Finally ready, he walked up and made his way to her rooms. She’d left the door open and he closed it behind himself. “Brenna.”
She looked up from making coffee. “Don’t lie to me, Judd. Keep your secrets, but don’t lie to me.” Quiet words but so passionate they felt like blows.
So he gave her no false answers. “I’d like some coffee, too.”
She held his gaze for a long time, as if waiting for him to say something else. When he didn’t, her spine went stiff and she turned her back to him. He had the violent urge to force her to face him, but fought it. Finally—and just in time—she was keeping her distance. Any longer and he knew he wouldn’t have allowed her her freedom . . . even if she’d pleaded with him to let her go.
Even if she’d screamed.
CHAPTER 26
The bitch
had ruined his plans again. He’d been about to tear out the assassin’s throat when she’d come racing out. He’d considered chancing it, but the fucking Psy had damaged something in his jaw with that single punch
—
he hadn’t been certain he could maintain the killing hold. And if Brenna had seen him, she’d have known him. Now he had to lie low until the jaw healed. At least that wouldn’t take long.

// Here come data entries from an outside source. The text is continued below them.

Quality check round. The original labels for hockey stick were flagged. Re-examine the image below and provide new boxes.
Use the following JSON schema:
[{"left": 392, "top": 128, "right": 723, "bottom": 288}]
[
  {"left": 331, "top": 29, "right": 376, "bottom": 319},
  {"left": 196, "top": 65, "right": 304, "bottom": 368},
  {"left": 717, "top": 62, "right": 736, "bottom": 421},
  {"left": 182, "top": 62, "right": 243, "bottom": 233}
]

It hadn’t been a total loss, he consoled himself. Andrew and Riley were pissed. And he’d heard Brenna and the Psy fighting. It was obvious that the shine was wearing off whatever weird relationship they had. Forget about trying to isolate Brenna, all he had to do was wait until Judd Lauren left and she was alone in that big apartment.
She wouldn’t put up much of a fight
—
Santano Enrique had fucked her over good. He decided he wouldn’t kill her with an overdose after all. His fingers curled, imagining the slender width of her neck under his palms. He wanted to watch the life drain out of those witchy eyes of hers. Maybe, in the instant before she died, she’d remember the last time he’d had his hands around her throat.
CHAPTER 27
After a day
full of silences and stilted conversation, Brenna came to stand beside him where he sat going over the files that had been in the data crystal the Ghost had given him. Hidden in his back pants pocket, it had somehow survived the ambush undamaged.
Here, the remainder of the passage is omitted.